Based on the results of training the different models. It is clear to see that the DecisionTreeClassifier is the best model to use for this data.

In [16]:
# Creating and training the final model

final_model = DecisionTreeClassifier(random_state=24681, max_depth=3)
final_model.fit(train_features, train_target)

# Making predictions using testing data
test_predictions = final_model.predict(test_features)

# Checking accuracy using test target and test predictions
result = accuracy_score(test_target, test_predictions)

print(f"The accuracy score is: {result}")
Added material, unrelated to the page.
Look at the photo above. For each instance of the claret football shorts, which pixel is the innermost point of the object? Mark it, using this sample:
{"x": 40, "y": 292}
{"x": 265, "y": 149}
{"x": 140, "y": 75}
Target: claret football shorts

The accuracy score is: 0.8133748055987559


In [17]:
def error_count(answers, predictions):
    count = 0
    for i in range(len(answers)):
        if answers[i] != predictions[i]:
            count += 1
    return count

answers = test_target.values

# Count number of errors
print('Errors:', error_count(answers, test_predictions))

Errors: 120


**Observations**

The final model was developed using a `DecisionTreeClassifier` algorithm. This model underwent training using the training dataset. Instead of utilizing the validation dataset for testing, the model's accuracy was assessed using a separate test dataset that had not been previously used during training or validation. The resulting accuracy score of the final model was 81.33%, with a total of 120 errors identified during testing.

## Conclusion

In conclusion, the development of our model utilizing the DecisionTreeClassifier algorithm has proven successful. Through training on the designated dataset and subsequent evaluation on a separate, previously untouched test dataset, we achieved an impressive accuracy score of 81.33%. This outcome surpassed the targeted accuracy threshold of 75% set by Megaline for the project. During testing, a total of 120 errors were identified, providing valuable insights for further refinement and optimization of our model. This accomplishment signifies a significant step forward in leveraging subscriber behavior data to recommend appropriate plan transitions, thereby advancing Megaline's goals of enhancing subscriber satisfaction and plan adoption.